I’ve been thinking a lot of safety nets as of late, mostly in the context of deciding where I want to continue my education. I could stay put and be happy because I love the faculty, I’m familiar with all of the nuances of the program and campus, I know all the great restaurants in the city, and most of all, I am comfortable.
But is comfort what I am really looking for?
“Control is overrated, if your idea is to actually truly live your life. Whether it’s learning how to dance or having the richest travel experience, life’s enjoyments are fueled by letting go of the safety equipment”.
I experienced many travel snafus over my 3 days away: closed highways, 20 mile detours, rainy mountain roads, taking wrong turns and hearing my GPS say “recalculating” a million times.
And the funny thing? I kind of enjoyed it. I enjoyed not knowing what was going to happen next, who I was going to meet next, even where I was going to eat dinner. I missed the boy more than anything but I loved being away from routine and the familiar. I loved being in a place where people had no expectations of me and knowing that there were endless possibilities.

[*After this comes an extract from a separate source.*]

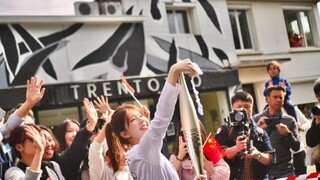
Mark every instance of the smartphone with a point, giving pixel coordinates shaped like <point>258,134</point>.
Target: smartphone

That is going to be the tough question: does promise of endless possibilities outweigh the safety net of already being familiar?
I realize these are some deep thoughts for a Sunday morning! Truthfully, my brain isn’t completely wrapped around them either. So I think I’ll go back to sipping coffee, watching Sex and the City, and reading magazines in bed.
How do you feel about safety nets? And what are you doing on this lovely Sunday morning?